Ephraim – (pronounced: EE-free-im) is a name of Hebrew origin that means ‘fruitful, fertile, productive’. Also a Biblical name, Ephraim was the second son of Joseph and founder of one of the twelve tribes of Israel. The name has literary cred thanks to appearing in Dickens’s Little Dorrit, in Goldsmith’s The Vicar of Wakefield and dare I say it, even in the Twilight series. It is also the name of one of the seven brothers in one of the most beloved musicals of all time, Seven Brides for Seven Brothers. The name last ranked however in 1914 and in 2011 it was given to 169 boys, and after looking a few years before this, it seems that the name is being less used ever year. However, it continues to lurk just under the Top 1000 (last year’s #1000 was Ethen which was given to 192 boys), with Biblical names in more popularity, the name might just need a celebrity endorsement to crack the Top 1000 once more (and wouldn’t it be interesting if it cracked it in 2014?)
Harlan – (pronounced: HAHR-len) is a name of English origin that comes from a surname that means ‘hare land’ in Old English. The brother name to Harlean, it last ranked in 1982. It does also lend itself to the name Harlem. In 2011, it was given to 159 boys as well as 15 baby girls.
Hayes – (pronounced: HAZE) is a English surname-name of Old English origin that means ‘hedged area’. It came back to the Top 1000 in 2009 and currently sits at number #776 with 286 boys given the name. Also, 16 girls were given the name in 2011. The name has Presidential pedigree and celeb-baby rights as Kevin Costner gave to the name to his son.
Jonah – (pronounced: JO-na) is a name of Hebrew origin that means ‘dove’. For Australians, I think the name is remembered in connection with a character off Summer Heights High that is anything but peaceful. Jonah Hill is currently an actor who has probably helped the name rise in popularity, it currently ranks at #144. The name has Biblical credit as well and would be a less popular choice than Jacob.
Marquis – (pronounced: mahr-KEE) is a name of Old French origin that means ‘nobleman, lord of the borderlands’. A name currently ranked #697 in the USA, Marquis is a name in the vein of Prince, Earl and Duke as names that are given to stations in nobility, lower than a Duke but higher than and Earl or Baron, it is a slightly more subtle choice in making your child feel like nobility. In 2011, 331 baby boys were given the name.
Orange – (pronounced: Oh-rinj) is a name of English origin that means what it says, ‘orange’, whether you take that to be the citrus fruit or the colour orange. It last ranked in 1901 for boys, and never ranked for girls, but with children being named after numerous other fruits, the name could be possible, but preferably as a middle name or match it with a more common name. In 2011, less than 5, or none at all, baby boys or girls were given the name Orange.
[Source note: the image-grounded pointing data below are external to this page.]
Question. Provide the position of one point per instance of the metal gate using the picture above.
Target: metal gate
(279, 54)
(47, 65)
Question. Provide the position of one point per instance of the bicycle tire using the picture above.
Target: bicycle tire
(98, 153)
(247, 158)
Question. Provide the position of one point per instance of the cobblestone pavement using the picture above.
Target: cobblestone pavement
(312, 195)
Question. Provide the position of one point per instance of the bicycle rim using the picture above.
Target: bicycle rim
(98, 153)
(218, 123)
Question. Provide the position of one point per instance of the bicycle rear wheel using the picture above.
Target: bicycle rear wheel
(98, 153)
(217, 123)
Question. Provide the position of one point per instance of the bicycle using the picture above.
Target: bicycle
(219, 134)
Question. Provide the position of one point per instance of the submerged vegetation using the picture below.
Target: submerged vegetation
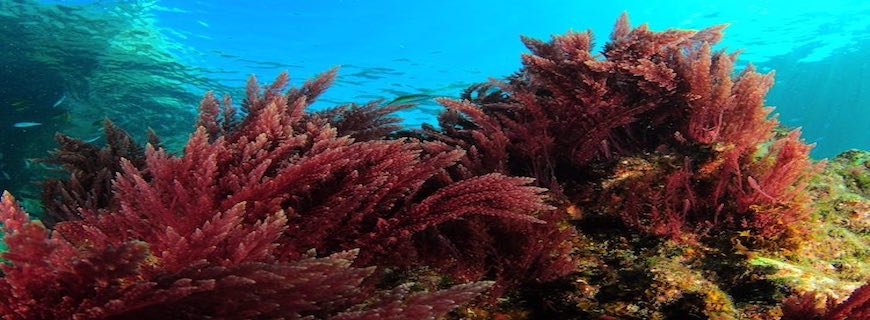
(648, 182)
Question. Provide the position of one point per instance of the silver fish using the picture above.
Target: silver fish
(26, 124)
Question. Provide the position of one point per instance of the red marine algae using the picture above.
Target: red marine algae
(229, 228)
(664, 97)
(664, 173)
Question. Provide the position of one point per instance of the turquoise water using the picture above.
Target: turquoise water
(67, 64)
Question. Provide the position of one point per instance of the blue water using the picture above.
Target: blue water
(818, 49)
(146, 63)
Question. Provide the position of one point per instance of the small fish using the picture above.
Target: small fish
(26, 124)
(59, 101)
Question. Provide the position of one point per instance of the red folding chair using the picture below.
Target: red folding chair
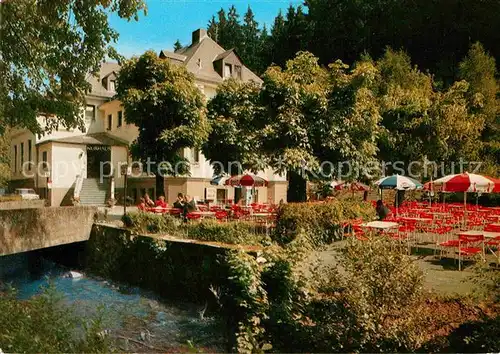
(469, 246)
(494, 248)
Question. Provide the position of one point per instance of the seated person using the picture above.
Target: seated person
(382, 210)
(190, 204)
(179, 203)
(142, 204)
(161, 202)
(149, 202)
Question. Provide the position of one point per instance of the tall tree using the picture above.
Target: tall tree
(162, 100)
(236, 117)
(48, 48)
(233, 31)
(479, 69)
(213, 29)
(316, 115)
(177, 45)
(5, 150)
(250, 45)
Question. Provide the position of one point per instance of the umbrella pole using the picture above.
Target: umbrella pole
(465, 209)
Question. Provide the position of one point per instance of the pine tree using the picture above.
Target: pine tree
(233, 30)
(249, 47)
(222, 25)
(213, 29)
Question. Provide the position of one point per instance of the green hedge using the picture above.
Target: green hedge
(321, 221)
(234, 232)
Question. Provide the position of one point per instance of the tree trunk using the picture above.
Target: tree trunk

Rutherford – (pronounced: RUH-ther-ford) is a name of Old English origin meaning ‘catlle-crossing’ but is probably best remembered as the name of the 19th President of the United States, Rutherford B. Hayes. A name that would fit well with Wellington, the name has not ranked since 1905. In 2011, the name was given to less than 5, if none at all, baby boys.
Shelby – (pronounced: SHEL-bee) is a name of Latin origin that means ‘estate on the ledge’. It last ranked in 1999 for boys and has instead found its way within the Top 1000 for girls, currently placed at #218 though the name is not slowly moving down the list. Always more popular for girls, ranking as high as #33, compared to the boys peak at #386, Shelby would make a unique choice for a son today. In 2011, 42 baby boys were given the name Shelby.